1. I had been over this doc as well as several other howtos, config examples across the internet. I'm pretty sure I had gotten the VLAN config muddled during the course. I did, at one point, have a configuration that did include the/a bridge as a tagged port for the VLANs I was trying to create. Problem was, obviously, I had misconfiguration(s) at that point in time.
2. Very basic at the moment:
ISP modem->RB4011
Ether1: WAN
Ether2: Laptop on dock on default LAN. Wifi also used.
Ether3: Nighthawk wifi router. (currently just plugged in there doing NAT. It has AP mode available...). Will VLAN this as well, at some point.
2 laptops that will eventually need other resources
1 laptop that will need Internet Only
1 smart TVs that needs Internet Only (for the time being)
A couple smart phones need Internet Only
SOLUTION
Removing all vestiges of my attempts at those vlans, I adding VLAN50 and VLAN60 using the default bridge in the following manner.(Example below was for VLAN60. Some notes):
#Set physical interface pvid
/interface bridge port
set bridge=bridge interface=ether6 pvid=60
numbers: 3 ##<--the interface number listed by ROS can be seen with the "print" command
print #verify that ether6 has PVID 60
#L3 switching so Bridge must be a tagged member. NOTE: because of warning "dynamic...

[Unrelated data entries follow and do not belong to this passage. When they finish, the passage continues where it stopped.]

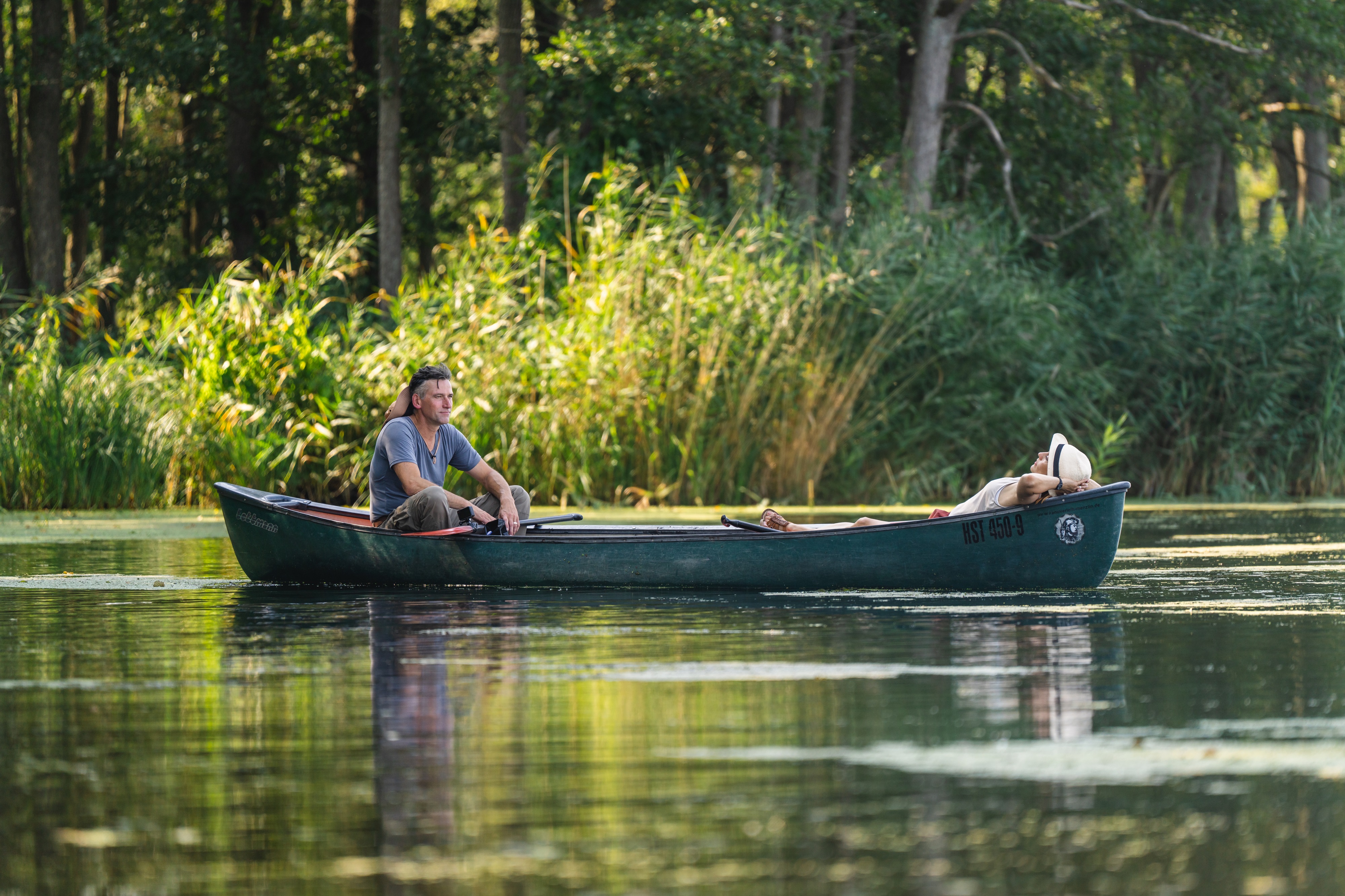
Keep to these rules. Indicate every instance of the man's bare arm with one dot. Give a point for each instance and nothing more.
(494, 484)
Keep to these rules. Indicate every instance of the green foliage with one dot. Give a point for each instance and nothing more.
(675, 360)
(93, 434)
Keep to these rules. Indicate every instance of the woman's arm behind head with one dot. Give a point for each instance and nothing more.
(399, 408)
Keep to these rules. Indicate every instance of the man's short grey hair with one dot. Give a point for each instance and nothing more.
(423, 378)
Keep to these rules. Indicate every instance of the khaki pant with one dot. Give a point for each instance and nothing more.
(428, 511)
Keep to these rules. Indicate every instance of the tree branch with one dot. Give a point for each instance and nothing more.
(1172, 24)
(1270, 108)
(1007, 169)
(1023, 52)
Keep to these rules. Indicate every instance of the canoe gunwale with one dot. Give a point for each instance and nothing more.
(594, 535)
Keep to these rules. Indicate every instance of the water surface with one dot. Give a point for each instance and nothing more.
(1179, 731)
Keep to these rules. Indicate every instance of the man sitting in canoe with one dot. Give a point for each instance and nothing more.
(415, 451)
(1061, 470)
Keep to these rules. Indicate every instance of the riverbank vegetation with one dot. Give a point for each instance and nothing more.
(675, 358)
(675, 252)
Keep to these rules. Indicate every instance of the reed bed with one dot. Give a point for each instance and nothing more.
(654, 356)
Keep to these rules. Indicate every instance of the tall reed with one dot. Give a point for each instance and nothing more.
(660, 357)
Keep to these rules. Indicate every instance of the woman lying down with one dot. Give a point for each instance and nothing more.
(1058, 472)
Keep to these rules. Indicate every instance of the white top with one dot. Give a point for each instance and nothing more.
(988, 498)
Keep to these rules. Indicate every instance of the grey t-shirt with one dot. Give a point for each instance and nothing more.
(401, 443)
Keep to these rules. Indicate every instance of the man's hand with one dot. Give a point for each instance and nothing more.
(509, 513)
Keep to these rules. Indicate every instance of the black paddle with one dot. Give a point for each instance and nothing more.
(497, 527)
(739, 524)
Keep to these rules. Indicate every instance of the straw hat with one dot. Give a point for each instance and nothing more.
(1067, 462)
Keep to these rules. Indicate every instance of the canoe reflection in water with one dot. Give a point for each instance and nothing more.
(414, 727)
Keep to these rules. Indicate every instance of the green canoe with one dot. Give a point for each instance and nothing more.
(1062, 543)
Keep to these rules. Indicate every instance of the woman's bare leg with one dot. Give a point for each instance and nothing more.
(774, 520)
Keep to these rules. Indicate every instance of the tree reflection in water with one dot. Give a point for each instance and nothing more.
(414, 727)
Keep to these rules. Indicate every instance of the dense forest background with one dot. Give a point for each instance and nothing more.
(876, 251)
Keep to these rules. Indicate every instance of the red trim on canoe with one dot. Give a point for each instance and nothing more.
(455, 531)
(354, 521)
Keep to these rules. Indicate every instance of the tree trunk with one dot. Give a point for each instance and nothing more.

#cannot be set. Had to use Winbox to add tagged entry to bridge interface, apply, remove tagged entry and apply,
#then the command succeeded. Not the most refined solution, but it worked.
/interface bridge vlan
set bridge=bridge tagged=bridge [find vlan-ids=60]
#IP addressing
/interface vlan add interface=bridge name=VLAN60 vlan-id=60
/ip address add address=192.168.60.1/24 interface=VLAN60
#IP Services (DHCP to VLAN)
/ip pool add name=VLAN60 ranges=192.168.60.2-192.168.60.254
/ip dhcp-server add address-pool=VLAN60 interface=VLAN60 name=VLAN60 disabled=no
/ip dhcp-server network add address=192.168.60.0/24 gateway=192.168.60.1
Regarding IPv6,
I'm not really sure what I'm needing and what I'm not needing. Laptops and some devices have the IPv6 protocol running and addresses listed locally. Pretty sure I don't need to be running a dhcp6 server though.
Any input and recommendations are quite welcome.